Outreach efforts by a range of campus leaders helped stimulate the submissions, which could range from a single sentence to three pages in length on any topic relevant to Stanford’s future.

Subject areas of submissions.

Subject areas of submissions. (Image credit: John Holleman)

“The members of the area steering groups, student leaders and many others in the campus community took the initiative to rally colleagues and friends to submit ideas and proposals,” Drell said. “We are so appreciative of everyone who worked to develop a submission or encouraged others to do so. And we’re committed to a process that gives every idea and proposal the full consideration it deserves.”

The ideas that were submitted are too numerous to summarize at this stage; some examples were posted earlier on the long-range planning website. But a few data points illustrate the breadth of participation in the effort:

  • The university affiliation of those who contributed ideas from the immediate campus community was 31.9 percent staff, 27.6 percent faculty, 27.3 percent students, 8.7 percent academic staff and 4.5 percent postdoctoral scholars.
  • The process sought ideas centered around four key areas, and submissions could touch on multiple areas. Overall, among the submissions from the on-campus community, 66 percent addressed the Our Community area; 53 percent addressed Education; 37 percent, Research; and 36 percent, Engagement Beyond Our University (totaling more than 100 percent because of the ability to address multiple areas).
  • Among the immediate campus community, 63 percent of the ideas and proposals were submitted by individuals and 37 percent by groups.
  • Perhaps demonstrating the motivational impact of a looming deadline, more than 1,300 of the ideas were submitted in the last 24 hours that entries were accepted.

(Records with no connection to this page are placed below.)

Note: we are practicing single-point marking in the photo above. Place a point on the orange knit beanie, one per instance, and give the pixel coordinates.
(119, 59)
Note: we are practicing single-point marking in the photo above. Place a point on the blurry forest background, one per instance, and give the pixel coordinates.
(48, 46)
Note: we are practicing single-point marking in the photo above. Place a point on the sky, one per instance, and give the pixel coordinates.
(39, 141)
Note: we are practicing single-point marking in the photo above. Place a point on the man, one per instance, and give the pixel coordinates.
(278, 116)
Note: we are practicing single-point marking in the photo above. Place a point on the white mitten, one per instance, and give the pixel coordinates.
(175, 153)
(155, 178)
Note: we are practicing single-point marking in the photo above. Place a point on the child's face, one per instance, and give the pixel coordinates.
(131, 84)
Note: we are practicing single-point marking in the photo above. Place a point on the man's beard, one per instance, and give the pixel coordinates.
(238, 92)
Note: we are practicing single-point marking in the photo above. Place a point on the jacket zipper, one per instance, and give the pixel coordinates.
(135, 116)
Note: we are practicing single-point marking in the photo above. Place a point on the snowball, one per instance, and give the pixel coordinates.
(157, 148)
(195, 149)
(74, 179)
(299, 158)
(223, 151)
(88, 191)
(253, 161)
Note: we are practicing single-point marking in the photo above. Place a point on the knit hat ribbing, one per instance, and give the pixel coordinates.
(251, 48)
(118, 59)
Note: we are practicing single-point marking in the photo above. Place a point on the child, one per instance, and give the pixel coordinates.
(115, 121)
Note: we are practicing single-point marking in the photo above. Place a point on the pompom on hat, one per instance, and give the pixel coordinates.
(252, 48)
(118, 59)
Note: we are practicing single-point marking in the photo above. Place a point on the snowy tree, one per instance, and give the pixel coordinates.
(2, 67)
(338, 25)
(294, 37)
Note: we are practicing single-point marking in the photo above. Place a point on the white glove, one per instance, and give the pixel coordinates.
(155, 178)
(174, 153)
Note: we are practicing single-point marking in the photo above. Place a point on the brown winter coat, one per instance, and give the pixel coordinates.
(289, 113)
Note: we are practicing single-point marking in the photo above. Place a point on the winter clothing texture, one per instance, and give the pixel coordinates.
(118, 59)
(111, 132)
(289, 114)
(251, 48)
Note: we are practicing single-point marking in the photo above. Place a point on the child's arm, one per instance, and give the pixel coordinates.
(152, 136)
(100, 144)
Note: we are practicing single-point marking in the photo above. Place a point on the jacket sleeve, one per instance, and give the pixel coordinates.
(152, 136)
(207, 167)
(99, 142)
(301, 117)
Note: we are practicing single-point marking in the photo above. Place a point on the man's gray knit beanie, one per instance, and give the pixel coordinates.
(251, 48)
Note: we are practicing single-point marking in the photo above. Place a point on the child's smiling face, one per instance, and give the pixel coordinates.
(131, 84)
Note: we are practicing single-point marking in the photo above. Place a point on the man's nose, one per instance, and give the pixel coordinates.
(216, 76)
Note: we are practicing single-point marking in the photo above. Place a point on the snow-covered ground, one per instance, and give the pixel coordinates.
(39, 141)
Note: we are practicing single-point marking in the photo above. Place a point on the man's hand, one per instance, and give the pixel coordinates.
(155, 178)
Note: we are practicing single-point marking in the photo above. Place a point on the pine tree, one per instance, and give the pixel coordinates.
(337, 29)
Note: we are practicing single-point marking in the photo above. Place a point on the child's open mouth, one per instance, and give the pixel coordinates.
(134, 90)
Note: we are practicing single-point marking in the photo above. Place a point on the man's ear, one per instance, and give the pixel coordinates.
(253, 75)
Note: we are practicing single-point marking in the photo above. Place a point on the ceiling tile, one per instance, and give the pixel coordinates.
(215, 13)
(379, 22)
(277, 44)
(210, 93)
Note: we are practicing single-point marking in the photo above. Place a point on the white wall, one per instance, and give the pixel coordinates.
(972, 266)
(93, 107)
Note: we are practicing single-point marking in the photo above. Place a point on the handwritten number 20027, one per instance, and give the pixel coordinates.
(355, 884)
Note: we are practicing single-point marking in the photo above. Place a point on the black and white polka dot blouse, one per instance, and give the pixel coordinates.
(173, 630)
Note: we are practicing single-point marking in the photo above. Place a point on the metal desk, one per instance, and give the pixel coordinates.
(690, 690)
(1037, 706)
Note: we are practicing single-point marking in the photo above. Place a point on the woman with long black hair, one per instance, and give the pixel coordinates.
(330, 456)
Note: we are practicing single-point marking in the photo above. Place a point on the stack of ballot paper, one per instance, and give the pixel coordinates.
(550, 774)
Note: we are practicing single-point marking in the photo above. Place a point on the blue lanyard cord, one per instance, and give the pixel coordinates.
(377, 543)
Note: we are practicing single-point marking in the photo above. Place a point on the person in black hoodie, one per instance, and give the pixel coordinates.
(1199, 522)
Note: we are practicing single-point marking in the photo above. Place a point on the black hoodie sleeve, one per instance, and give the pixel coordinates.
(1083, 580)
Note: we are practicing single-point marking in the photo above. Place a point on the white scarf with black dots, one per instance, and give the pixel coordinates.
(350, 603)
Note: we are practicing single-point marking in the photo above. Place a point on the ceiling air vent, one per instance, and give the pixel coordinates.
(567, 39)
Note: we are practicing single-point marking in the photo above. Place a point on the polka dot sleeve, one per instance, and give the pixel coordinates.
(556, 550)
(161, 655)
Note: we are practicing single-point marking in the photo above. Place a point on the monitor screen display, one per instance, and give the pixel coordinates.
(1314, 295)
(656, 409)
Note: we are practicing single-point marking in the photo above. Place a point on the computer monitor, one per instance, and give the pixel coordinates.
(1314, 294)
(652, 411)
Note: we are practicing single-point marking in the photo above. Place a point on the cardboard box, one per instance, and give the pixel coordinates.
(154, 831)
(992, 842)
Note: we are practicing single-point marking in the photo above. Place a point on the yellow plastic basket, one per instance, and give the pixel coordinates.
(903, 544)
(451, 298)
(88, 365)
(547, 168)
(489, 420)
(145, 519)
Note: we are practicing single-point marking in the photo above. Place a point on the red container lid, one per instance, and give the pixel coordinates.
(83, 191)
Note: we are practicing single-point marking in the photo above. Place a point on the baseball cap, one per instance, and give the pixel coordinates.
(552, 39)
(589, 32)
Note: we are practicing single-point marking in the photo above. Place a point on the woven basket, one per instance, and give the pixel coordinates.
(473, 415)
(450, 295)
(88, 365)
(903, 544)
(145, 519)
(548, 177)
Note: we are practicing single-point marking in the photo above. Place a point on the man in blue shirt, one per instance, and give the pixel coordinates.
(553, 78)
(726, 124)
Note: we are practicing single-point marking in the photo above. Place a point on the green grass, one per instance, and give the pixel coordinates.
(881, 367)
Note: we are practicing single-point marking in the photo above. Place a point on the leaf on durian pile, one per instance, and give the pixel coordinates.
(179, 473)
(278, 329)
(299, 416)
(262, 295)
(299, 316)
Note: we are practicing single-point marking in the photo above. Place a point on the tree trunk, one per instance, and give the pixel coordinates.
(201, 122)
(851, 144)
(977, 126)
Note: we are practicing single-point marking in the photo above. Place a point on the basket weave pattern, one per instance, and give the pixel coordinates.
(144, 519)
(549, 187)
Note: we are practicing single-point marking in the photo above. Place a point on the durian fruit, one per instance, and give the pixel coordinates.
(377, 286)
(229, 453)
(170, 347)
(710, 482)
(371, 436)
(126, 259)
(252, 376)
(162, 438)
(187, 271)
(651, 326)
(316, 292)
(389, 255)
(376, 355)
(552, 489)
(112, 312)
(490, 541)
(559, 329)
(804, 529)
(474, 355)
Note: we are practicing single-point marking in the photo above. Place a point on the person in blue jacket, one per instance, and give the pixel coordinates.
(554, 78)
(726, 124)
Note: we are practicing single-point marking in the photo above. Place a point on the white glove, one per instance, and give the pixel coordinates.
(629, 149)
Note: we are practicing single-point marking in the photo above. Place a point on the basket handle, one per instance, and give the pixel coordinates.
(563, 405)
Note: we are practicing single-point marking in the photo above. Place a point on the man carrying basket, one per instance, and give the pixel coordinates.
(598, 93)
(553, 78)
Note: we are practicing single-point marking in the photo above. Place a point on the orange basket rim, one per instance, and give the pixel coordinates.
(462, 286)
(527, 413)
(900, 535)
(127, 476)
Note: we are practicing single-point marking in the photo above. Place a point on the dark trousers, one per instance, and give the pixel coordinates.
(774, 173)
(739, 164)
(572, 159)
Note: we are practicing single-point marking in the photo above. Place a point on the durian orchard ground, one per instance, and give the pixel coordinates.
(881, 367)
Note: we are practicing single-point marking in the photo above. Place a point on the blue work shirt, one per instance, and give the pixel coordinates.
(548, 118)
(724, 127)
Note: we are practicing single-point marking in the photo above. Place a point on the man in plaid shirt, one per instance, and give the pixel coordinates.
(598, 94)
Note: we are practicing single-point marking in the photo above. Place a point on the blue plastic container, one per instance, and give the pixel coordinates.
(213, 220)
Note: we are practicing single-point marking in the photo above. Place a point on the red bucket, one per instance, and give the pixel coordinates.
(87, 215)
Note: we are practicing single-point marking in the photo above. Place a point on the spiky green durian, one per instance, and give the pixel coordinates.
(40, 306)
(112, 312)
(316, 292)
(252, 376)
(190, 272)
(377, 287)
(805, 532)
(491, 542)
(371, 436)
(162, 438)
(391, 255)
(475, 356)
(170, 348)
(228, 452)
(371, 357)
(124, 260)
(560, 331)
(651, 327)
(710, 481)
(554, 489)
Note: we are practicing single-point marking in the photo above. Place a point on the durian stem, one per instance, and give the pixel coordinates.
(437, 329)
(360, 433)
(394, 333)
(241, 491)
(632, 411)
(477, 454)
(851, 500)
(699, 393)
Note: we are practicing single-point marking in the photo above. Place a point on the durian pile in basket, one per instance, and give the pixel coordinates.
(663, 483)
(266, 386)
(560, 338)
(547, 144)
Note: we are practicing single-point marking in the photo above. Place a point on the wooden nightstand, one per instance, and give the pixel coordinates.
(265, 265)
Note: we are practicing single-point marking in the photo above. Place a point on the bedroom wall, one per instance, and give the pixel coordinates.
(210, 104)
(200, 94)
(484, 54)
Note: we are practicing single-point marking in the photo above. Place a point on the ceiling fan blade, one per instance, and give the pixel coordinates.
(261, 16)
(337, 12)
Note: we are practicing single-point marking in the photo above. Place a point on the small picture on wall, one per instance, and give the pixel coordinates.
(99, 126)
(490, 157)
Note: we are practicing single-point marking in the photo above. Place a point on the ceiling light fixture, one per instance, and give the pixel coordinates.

In addition to the submissions from the immediate campus community, the Stanford Alumni Association encouraged ideas and proposals from alumni through a separate process, producing another 502 submissions from alumni that will be evaluated.

Among the alumni submissions, 65 percent addressed the Education area; 61 percent addressed Our Community; 57 percent, Engagement Beyond Our University; and 36 percent, Research (again totaling more than 100 percent because of the ability to address multiple areas).

What comes next? The action now moves to four area steering groups of faculty, students and staff, each led by two faculty co-chairs.

Between now and October 15, the area steering groups will be charged with reviewing the ideas and proposals, identifying links between them, organizing them conceptually, and providing perspective and analysis on them.

Tessier-Lavigne and Drell are meeting this summer with each of the area steering groups as they continue their work. Proposals ultimately will make their way to the executive cabinet of the university for further review, consideration and consultation with senior leadership. That includes both long-term strategic ideas as well as more tactical, near-term suggestions for improving specific areas of the university’s operations.

University leaders will then work to compose a long-range plan for presentation to the Faculty Senate, university community and Board of Trustees next spring.

While the area steering groups have an enormous amount of work to do in reviewing the proposals, things aren’t going entirely behind the scenes. Tessier-Lavigne and Drell expect to be talking with the campus community about emerging areas of interest as they are identified through the process. Stanford Report and other communication channels also will provide updates on the process and a window into the work of the area steering groups.